Berlin/München – Don Jackson faltet das Blatt mit seinen Aufzeichnungen zusammen, steckt es in die Sakko-Innentasche, und über sein Gesicht huscht ein Lächeln. Wenn der Trainer des EHC München sich so gibt, ist das ein untrügliches Zeichen: Er glaubt an seine Mannschaft und daran, dass der Tag ein gutes Ende finden wird.
Den Jackson-Move hat man am Sonntag auch in der Arena am Berliner Ostbahnhof sehen können (wo er selbst sechs Jahre gewirkt hatte). Soeben hatte das Sturmtrio mit Mark Voakes, Trevor Parkes und Maxi Kastner einen Konter mit einer atemberaubend schnellen und präzisen Kombination und dem Tor zum 2:2 abgeschlossen. Das war in der 26. Minute, und Jackson hatte die Gewissheit: Wir sind im Spiel, wir haben die Eisbären.
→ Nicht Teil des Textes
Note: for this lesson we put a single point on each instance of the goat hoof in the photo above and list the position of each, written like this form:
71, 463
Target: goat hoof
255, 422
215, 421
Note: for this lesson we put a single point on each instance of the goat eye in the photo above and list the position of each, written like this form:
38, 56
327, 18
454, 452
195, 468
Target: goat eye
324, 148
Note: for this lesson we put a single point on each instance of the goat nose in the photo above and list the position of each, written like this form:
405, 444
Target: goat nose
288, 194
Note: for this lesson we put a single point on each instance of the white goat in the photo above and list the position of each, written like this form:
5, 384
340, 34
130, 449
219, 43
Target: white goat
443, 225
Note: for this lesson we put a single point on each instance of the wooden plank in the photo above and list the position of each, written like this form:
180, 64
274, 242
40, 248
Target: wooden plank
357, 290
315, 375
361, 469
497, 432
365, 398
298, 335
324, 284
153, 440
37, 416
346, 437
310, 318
Und so kam es: Der EHC, souveräner Tabellenführer der DEL, gewann bei den Eisbären 5:3 (1:2, 3:0, 1:1).
Wieder erbrachte der EHC den Nachweis, dass er auch in kritischen Situationen einen Ausweg findet. Berlin ist ein Team mit einem mächtigen Lauf und ausgewiesener Heimstärke (bis zum Sonntag: sechs Siege in sieben Matches), die Halle war mit 14 200 Zuschauern ausverkauft. Und die Eisbären legten so los, dass die Münchner in Bedrängnis gerieten. Nach 14 Minuten lagen sie 0:2 zurück (Tore: Marcel Noebels, Leo Pföderl), der Druck der Berliner schmeckte ihnen nicht, sie verloren die Scheiben, Verteidiger Yannic Seidenberg breitete nach dem zweiten Gegentreffer verzweifelt die Hände aus.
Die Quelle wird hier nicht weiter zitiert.